Authentication and trust signals
- DKIM and ARC: Verify DKIM signatures and, when available, ARC chains. Store pass or fail with reasons. Use this to downrank spoofed emails.
- SPF alignment: Compute whether the envelope sender aligns with the From domain. Record alignment results to support abuse detection.
- DMARC evaluation: If the sender publishes DMARC, store the policy and whether the message would pass alignment, even if you are the receiver.
High availability and failover
- Multi-MX, multi-region: Ensure your MX targets represent different regions or providers. Test failover by blackholing one MX and measuring acceptance continuity.
- Dual-path ingestion: Keep both webhooks and REST polling available. Switch to polling during network incidents or WAF lockouts.
- Replay pipeline: Build a replay tool that can re-enqueue messages from object storage into the queue for reprocessing.
Operational excellence
- SLIs and SLOs: Define SLIs for time-to-parse, time-to-first-byte on webhook, acceptance rate, and percent of messages with verified DKIM. Set SLOs appropriate to your business flows.
- Alerting: Alert on rising webhook 5xx, queue depth, DLQ rate, and TLS-RPT failures mentioning your MX hosts.
- Runbooks: Document DNS changes, certificate renewals for MTA-STS hostnames, and playbooks for greylisting and throttling from specific sending networks.
Conclusion
Email deliverability for platform engineers is a reliability discipline. Set up DNS correctly, enforce TLS with MTA-STS, and operate a lean webhook that never blocks. Parse MIME in a dedicated stage, persist raw messages, and process idempotently through durable queues. Add observability at each hop and treat deliverability signals like SPF, DKIM, and DMARC as first-class metadata. With the right patterns, inbound email becomes a dependable event source that fuels internal platforms and developer tools.
FAQ
What is the difference between inbound deliverability and spam filtering?
Inbound deliverability is about ensuring the message reaches your MX, your provider accepts it, and your platform processes it reliably. Spam filtering is a classification step that may quarantine or route messages after acceptance. Keep these concerns separate. First guarantee reliable transport and storage, then apply classification and policy.

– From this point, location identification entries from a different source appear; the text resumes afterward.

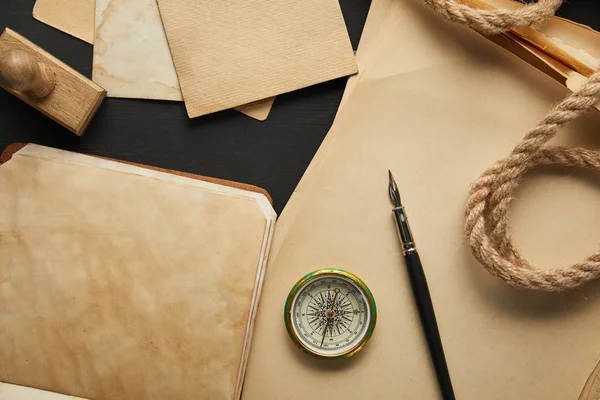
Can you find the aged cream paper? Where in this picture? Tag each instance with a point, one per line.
(437, 105)
(121, 282)
(131, 56)
(75, 17)
(14, 392)
(231, 53)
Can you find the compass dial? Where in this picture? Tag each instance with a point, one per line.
(330, 313)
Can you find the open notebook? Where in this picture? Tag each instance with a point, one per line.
(124, 282)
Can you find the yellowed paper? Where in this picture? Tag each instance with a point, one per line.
(119, 282)
(231, 53)
(437, 108)
(131, 54)
(131, 57)
(75, 17)
(14, 392)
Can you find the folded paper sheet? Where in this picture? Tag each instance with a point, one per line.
(231, 53)
(120, 282)
(437, 105)
(14, 392)
(75, 17)
(132, 58)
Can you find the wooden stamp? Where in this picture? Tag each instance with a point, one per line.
(46, 83)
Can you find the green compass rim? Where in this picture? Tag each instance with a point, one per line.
(332, 272)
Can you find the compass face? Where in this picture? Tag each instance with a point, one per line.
(330, 313)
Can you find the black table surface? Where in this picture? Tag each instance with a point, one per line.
(272, 154)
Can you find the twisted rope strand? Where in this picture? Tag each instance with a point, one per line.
(488, 204)
(496, 21)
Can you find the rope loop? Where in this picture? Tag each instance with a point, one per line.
(488, 205)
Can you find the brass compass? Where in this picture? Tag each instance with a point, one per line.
(330, 313)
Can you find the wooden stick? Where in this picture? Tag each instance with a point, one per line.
(538, 40)
(47, 84)
(21, 72)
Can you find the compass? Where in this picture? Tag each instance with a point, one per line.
(330, 313)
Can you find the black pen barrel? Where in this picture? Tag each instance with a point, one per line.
(425, 306)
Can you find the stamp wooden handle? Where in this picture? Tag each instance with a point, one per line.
(21, 72)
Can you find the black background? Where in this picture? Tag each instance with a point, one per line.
(272, 154)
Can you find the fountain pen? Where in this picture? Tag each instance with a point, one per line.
(421, 292)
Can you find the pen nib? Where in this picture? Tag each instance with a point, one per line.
(393, 191)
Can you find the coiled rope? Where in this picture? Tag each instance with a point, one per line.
(488, 205)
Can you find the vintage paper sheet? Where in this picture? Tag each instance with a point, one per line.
(119, 282)
(132, 57)
(14, 392)
(231, 53)
(437, 105)
(75, 17)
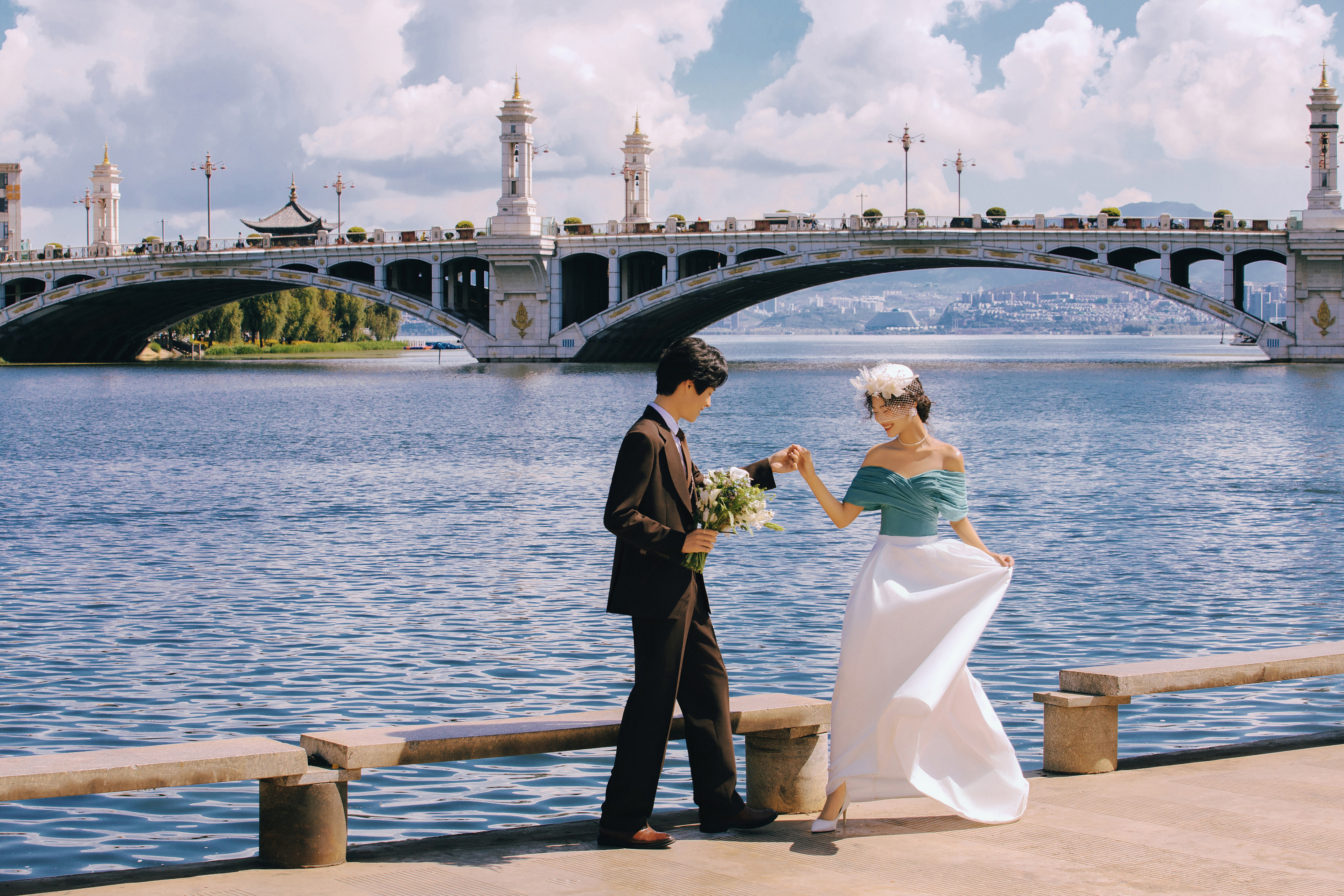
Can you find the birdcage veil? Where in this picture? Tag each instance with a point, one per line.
(898, 387)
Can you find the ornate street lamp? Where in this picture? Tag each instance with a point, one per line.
(210, 168)
(339, 187)
(906, 141)
(960, 164)
(86, 202)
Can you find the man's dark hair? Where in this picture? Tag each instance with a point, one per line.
(691, 359)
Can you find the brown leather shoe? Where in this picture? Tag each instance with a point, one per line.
(643, 839)
(745, 820)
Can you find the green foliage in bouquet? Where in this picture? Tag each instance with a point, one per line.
(729, 503)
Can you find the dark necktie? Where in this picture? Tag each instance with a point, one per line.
(686, 465)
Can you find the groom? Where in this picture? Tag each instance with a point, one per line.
(652, 514)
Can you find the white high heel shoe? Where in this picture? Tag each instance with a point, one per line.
(823, 827)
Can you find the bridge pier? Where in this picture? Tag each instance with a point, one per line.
(557, 304)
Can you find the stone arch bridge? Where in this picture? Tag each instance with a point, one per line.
(623, 298)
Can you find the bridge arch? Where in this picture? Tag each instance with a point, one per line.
(412, 276)
(640, 327)
(1183, 258)
(112, 317)
(1240, 262)
(358, 272)
(755, 254)
(22, 288)
(468, 292)
(642, 272)
(1129, 257)
(585, 287)
(701, 261)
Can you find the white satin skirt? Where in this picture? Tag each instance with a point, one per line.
(908, 716)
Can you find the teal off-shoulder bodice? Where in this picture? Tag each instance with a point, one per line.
(910, 507)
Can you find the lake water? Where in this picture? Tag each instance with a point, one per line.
(198, 550)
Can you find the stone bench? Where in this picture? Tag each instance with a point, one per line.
(287, 781)
(785, 737)
(1083, 721)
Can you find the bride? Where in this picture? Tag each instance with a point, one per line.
(908, 716)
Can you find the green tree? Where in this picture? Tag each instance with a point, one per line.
(221, 324)
(310, 316)
(349, 315)
(264, 316)
(384, 322)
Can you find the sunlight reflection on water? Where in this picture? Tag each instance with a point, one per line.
(273, 547)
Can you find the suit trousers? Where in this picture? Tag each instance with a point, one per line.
(677, 662)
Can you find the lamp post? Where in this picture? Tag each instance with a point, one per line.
(86, 202)
(339, 187)
(960, 164)
(210, 168)
(906, 141)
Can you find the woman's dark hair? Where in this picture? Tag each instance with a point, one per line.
(691, 359)
(923, 406)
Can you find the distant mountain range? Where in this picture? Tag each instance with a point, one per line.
(1154, 210)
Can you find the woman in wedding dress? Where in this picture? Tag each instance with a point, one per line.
(908, 716)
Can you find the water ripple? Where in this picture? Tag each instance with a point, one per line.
(268, 548)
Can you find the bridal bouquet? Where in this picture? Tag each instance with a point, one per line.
(729, 503)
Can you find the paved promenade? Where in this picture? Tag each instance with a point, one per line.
(1269, 822)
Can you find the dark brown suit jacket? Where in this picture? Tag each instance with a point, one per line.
(650, 510)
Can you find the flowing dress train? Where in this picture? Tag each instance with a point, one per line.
(908, 716)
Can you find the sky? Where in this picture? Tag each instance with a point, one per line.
(752, 105)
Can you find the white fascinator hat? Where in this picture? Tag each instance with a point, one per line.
(888, 381)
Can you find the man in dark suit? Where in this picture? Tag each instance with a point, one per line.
(651, 511)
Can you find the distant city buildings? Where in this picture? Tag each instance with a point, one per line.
(11, 209)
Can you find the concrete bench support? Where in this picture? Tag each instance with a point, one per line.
(303, 827)
(788, 769)
(1083, 722)
(1081, 733)
(303, 819)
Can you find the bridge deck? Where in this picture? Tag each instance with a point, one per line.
(1268, 822)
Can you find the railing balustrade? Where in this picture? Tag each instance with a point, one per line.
(772, 224)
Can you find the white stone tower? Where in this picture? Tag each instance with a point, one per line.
(1323, 199)
(107, 195)
(638, 151)
(517, 207)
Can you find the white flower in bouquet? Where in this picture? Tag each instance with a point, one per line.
(730, 503)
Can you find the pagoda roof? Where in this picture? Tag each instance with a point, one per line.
(291, 219)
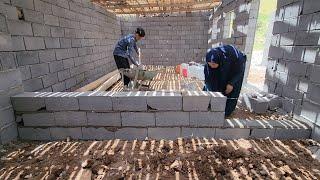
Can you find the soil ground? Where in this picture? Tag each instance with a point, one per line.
(150, 159)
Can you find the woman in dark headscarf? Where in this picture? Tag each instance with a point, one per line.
(224, 72)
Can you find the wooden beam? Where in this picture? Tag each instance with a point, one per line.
(114, 7)
(175, 10)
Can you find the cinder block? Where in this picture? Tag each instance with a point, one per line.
(198, 132)
(39, 69)
(18, 43)
(19, 28)
(131, 133)
(34, 43)
(95, 101)
(27, 57)
(104, 119)
(196, 100)
(40, 134)
(256, 103)
(28, 101)
(218, 101)
(8, 133)
(70, 118)
(47, 55)
(129, 101)
(38, 119)
(206, 119)
(62, 101)
(33, 16)
(31, 85)
(91, 133)
(28, 4)
(164, 101)
(172, 118)
(62, 133)
(164, 133)
(52, 42)
(138, 119)
(282, 133)
(262, 133)
(232, 133)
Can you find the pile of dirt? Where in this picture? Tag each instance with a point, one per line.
(183, 158)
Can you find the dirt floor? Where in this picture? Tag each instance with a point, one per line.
(150, 159)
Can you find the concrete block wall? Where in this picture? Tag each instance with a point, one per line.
(293, 70)
(57, 45)
(244, 26)
(170, 39)
(125, 115)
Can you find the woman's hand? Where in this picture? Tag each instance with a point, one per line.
(229, 89)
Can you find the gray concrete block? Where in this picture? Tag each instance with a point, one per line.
(8, 133)
(51, 20)
(32, 85)
(172, 118)
(62, 101)
(63, 75)
(129, 101)
(47, 55)
(19, 28)
(262, 133)
(63, 133)
(164, 133)
(7, 61)
(70, 118)
(27, 102)
(8, 11)
(59, 87)
(95, 101)
(18, 43)
(138, 119)
(33, 16)
(55, 66)
(198, 132)
(292, 133)
(91, 133)
(39, 69)
(28, 4)
(34, 43)
(131, 133)
(57, 31)
(40, 134)
(206, 119)
(9, 79)
(42, 7)
(196, 101)
(256, 103)
(38, 119)
(27, 57)
(164, 101)
(52, 42)
(218, 101)
(112, 119)
(232, 133)
(6, 116)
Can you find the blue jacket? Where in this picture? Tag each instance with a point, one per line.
(230, 71)
(125, 46)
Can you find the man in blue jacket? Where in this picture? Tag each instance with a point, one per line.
(224, 72)
(124, 49)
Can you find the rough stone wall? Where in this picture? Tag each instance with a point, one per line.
(294, 65)
(58, 45)
(244, 25)
(172, 39)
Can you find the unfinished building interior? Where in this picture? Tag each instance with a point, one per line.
(59, 79)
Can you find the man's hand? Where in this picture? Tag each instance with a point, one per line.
(229, 89)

Should I point my apex domain MX to my inbound provider?
Prefer a delegated subdomain like in.example.com for application ingestion. Keep user mailboxes and corporate mail separate from automated processing. This reduces blast radius, simplifies policy, and prevents your application logic from interfering with human mail workflows.
How do I monitor end-to-end email processing?
Instrument at four layers: DNS and TLS health, SMTP acceptance metrics, webhook or polling latency and error rates, and downstream parsing plus business processing success. Use distributed tracing across webhook, queue, and parser. Consume TLS-RPT to detect transport failures at remote senders and alert when reports spike.
What timeout and retry settings are safe for webhooks?
Keep webhook processing under 500 ms, acknowledge with 2xx promptly, and rely on the queue for the heavy work. If the provider retries, ensure exponential backoff and a maximum retry window that does not exceed your idempotency retention window. Always make your endpoint idempotent using stable message IDs.
How should I handle very large attachments?
Increase webhook body size limits carefully or accept a pointer to stored MIME on the provider. Stream attachments directly to object storage, do not hold them in memory. Scan asynchronously, compute checksums, and move business processing forward only after files are verified and persisted.